Sementara itu, di dalam ambulans, Calvin dengan wajah cemas menggenggam tangan Sofia yang tidak bergerak. Gadis itu sudah mendapat pertolongan pertama, tapi tidak tampak tanda-tanda ia akan sadar. Detak jantungnya lemah. Darah terus mengucur dari kepalanya.
“Sofia…,” isak Calvin. Ia menatap wajah kekasihnya dengan penuh penyesalan. “Sofia, tolong … tetaplah bersamaku!”
Air mata menetes dari sudut mata pemuda itu saat mengharapkan sebuah keajaiban Sang Pencipta. “Kumohon … bertahanlah….”
Ambulans berhenti di Unit Gawat Darurat sebuah rumah sakit terdekat. Pintu terbuka dan tandi diturunkan. Dengan sigap para petugas yang berjaga mengecek tanda vital sang gadis. Calvin mengikuti di belakangnya.
Tandu itu terus bergerak menyusuri lorong rumah sakit yang remang. Ruang operasi telah disiapkan.
“Anda tidak boleh masuk!” Seorang perawat menahan tubuh Calvin di depan pintu.
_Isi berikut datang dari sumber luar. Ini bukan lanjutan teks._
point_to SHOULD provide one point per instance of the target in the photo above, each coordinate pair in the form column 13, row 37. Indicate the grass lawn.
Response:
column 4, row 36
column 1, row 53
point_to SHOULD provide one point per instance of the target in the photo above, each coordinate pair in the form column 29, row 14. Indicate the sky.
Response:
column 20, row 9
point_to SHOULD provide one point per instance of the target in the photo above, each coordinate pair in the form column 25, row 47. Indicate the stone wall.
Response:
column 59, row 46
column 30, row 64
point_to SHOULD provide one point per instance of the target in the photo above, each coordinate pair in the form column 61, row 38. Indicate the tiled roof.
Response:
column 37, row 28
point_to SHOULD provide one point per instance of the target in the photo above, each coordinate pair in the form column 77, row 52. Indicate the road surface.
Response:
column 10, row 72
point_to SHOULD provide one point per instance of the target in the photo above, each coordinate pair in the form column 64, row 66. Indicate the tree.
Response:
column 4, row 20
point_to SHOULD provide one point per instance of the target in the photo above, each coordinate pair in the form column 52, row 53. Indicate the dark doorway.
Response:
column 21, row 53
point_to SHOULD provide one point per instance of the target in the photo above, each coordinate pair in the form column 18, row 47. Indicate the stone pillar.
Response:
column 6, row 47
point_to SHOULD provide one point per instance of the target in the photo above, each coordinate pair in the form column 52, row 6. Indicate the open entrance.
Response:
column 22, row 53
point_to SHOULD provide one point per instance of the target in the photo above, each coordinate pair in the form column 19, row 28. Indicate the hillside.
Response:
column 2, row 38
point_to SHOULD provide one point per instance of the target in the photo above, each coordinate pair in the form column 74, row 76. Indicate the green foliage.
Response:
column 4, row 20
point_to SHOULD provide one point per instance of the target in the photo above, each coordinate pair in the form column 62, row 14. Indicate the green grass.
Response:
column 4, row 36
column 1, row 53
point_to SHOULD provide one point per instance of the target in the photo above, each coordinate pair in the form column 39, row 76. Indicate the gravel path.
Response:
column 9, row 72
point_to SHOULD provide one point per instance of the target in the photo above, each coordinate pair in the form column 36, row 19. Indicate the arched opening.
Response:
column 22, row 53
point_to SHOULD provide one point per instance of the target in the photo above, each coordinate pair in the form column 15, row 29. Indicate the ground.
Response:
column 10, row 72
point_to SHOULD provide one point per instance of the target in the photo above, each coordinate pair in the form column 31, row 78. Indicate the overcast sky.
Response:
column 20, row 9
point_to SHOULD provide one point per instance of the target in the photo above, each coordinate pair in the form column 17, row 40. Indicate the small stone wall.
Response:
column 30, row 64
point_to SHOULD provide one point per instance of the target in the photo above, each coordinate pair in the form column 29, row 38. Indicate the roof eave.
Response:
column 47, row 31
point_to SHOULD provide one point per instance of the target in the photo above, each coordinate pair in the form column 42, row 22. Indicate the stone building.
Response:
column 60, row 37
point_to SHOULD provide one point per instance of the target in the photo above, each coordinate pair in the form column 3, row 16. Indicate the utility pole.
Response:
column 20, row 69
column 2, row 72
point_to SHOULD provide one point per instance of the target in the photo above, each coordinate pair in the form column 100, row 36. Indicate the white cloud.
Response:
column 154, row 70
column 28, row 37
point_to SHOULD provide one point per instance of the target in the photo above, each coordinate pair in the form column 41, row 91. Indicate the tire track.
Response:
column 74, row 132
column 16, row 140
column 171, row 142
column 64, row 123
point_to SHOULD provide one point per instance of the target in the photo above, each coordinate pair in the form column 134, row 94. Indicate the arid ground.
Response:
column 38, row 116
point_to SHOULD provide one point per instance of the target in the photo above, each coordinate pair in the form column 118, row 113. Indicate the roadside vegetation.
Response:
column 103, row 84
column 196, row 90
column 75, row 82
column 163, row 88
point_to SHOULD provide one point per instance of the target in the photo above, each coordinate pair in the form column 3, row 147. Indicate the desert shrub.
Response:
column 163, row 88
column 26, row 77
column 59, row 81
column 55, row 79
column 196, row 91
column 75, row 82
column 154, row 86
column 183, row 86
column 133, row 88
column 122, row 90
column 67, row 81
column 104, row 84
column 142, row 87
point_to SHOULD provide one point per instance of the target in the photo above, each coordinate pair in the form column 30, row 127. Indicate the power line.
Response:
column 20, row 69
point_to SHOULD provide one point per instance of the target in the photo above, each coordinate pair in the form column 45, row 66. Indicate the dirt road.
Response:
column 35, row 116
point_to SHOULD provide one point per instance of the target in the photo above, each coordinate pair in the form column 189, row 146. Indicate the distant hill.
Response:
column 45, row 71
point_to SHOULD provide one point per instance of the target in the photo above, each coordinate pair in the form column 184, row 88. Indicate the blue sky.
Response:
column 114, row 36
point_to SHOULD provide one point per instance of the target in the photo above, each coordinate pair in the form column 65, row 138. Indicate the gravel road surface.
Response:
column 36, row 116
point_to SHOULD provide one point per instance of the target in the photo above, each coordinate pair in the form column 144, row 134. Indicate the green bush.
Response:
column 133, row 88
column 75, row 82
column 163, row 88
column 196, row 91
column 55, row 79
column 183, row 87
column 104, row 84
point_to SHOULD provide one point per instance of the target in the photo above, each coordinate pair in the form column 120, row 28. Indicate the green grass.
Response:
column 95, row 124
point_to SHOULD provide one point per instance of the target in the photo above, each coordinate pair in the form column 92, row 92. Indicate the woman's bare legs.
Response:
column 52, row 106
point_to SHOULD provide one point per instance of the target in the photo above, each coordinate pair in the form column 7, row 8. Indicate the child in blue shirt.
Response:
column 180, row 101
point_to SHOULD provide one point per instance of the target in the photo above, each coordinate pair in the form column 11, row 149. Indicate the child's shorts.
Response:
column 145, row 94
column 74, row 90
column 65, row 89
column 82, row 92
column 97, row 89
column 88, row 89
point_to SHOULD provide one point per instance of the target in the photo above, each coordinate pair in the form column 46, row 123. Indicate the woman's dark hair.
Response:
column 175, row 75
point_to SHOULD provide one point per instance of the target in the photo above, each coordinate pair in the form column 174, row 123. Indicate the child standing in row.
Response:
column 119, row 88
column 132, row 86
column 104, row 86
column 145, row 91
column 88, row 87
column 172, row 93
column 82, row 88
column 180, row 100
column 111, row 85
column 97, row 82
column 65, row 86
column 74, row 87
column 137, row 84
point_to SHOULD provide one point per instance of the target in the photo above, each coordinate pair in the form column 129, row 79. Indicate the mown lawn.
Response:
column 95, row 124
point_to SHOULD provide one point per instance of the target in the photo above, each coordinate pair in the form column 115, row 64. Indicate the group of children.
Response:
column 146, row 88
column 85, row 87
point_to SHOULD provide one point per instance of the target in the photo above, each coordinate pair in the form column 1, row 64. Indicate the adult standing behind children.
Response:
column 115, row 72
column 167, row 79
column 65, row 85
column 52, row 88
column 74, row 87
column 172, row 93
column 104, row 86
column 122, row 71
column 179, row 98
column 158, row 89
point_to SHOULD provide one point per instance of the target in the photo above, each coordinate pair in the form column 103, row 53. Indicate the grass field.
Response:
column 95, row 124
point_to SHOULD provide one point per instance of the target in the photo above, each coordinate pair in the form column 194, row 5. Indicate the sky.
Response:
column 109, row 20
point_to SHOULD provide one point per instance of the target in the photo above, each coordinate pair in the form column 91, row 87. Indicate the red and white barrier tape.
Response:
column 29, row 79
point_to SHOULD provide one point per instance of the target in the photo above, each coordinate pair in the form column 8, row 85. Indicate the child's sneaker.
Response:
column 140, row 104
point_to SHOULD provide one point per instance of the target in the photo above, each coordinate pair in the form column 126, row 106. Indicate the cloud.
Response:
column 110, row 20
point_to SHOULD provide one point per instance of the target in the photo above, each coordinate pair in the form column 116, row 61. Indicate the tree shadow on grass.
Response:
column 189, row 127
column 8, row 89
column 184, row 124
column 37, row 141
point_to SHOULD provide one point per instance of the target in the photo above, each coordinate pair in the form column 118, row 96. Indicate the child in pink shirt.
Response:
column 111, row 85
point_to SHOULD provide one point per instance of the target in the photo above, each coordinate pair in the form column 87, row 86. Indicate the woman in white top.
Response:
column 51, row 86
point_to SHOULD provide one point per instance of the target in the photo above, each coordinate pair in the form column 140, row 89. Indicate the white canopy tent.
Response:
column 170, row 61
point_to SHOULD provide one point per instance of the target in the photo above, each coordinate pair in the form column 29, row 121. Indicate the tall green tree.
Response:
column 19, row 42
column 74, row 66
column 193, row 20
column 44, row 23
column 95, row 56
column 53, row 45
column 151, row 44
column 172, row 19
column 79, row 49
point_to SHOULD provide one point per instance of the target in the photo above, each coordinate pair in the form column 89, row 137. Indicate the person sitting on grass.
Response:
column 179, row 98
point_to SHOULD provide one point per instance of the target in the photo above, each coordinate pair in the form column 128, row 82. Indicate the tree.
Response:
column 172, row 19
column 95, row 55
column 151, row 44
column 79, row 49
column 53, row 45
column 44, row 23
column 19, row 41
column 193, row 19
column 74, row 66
Calvin terdiam. Matanya memandang nanar pada pintu yang tertutup. Lampu tanda operasi dimulai menyala di atasnya.
“Aku harus menelepon orang tua Sofia,” gumamnya. Ia mengambil ponsel dan menelepon.
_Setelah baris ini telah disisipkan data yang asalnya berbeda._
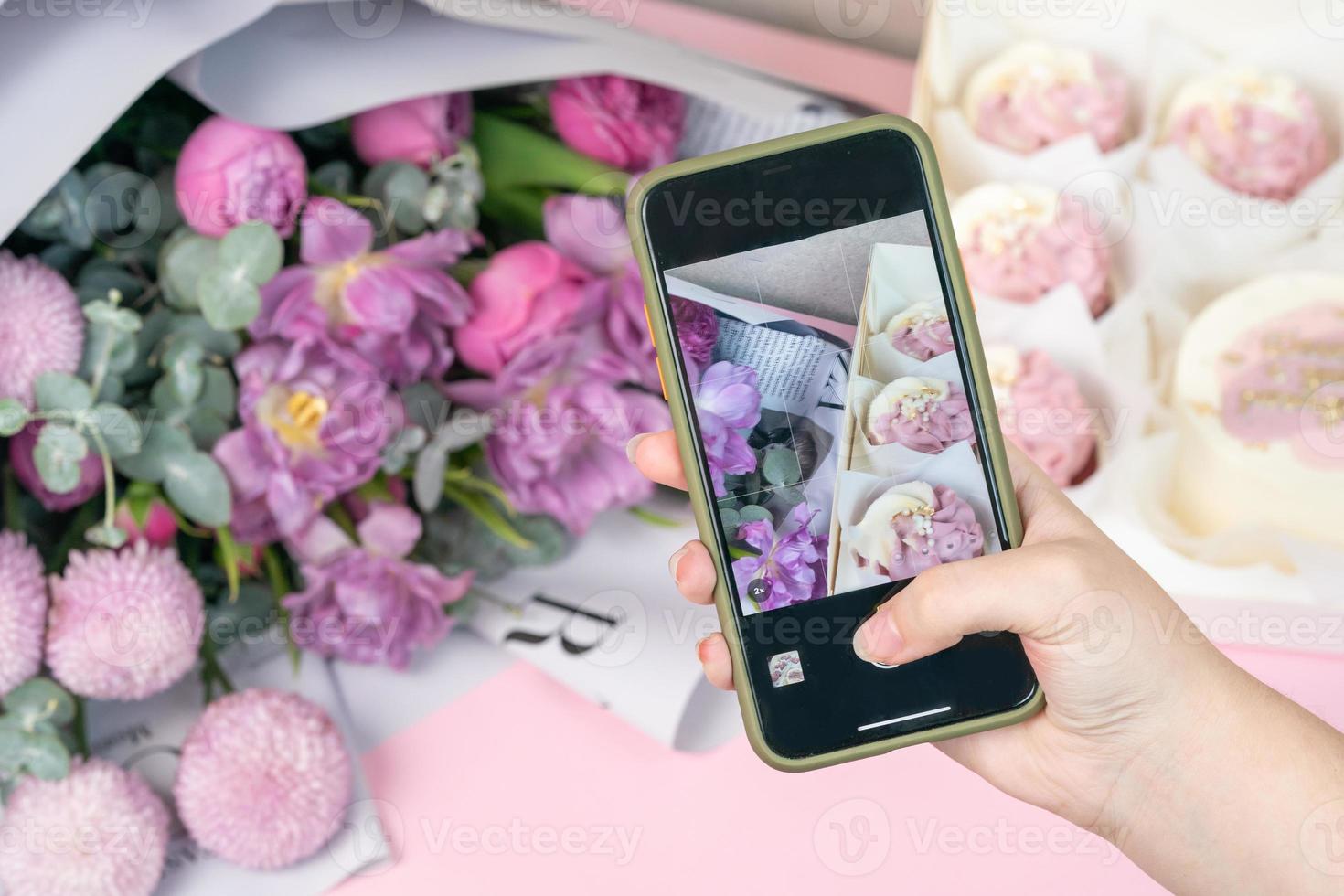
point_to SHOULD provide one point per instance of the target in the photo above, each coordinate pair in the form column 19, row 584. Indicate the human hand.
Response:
column 1136, row 699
Sebisa mungkin ia menyampaikan berita itu tanpa membuat orang tua Sofia panik. Namun, usahanya sia-sia. Sang ibu yang menerima teleponnya menjerit sebelum suara berat pria mengambil alih komunikasi itu.
Calvin menunggu dengan gelisah. Ia mondar-mandir di depan ruang operasi. Kursi tunggu yang tersedia di sana tampaknya memberi efek kejut padanya. Setiap kali ia duduk, ia langsung berdiri.
“Tuhan, tolong … selamatkan Sofia! Ini semua salahku!” bisiknya kelu.
Derap langkah terburu-buru menggema di koridor rumah sakit yang sepi. Wajah Calvin yang sembap menoleh dan mendapati sepasang pasutri berlari menghampirinya. Kedua orang tua Sofia.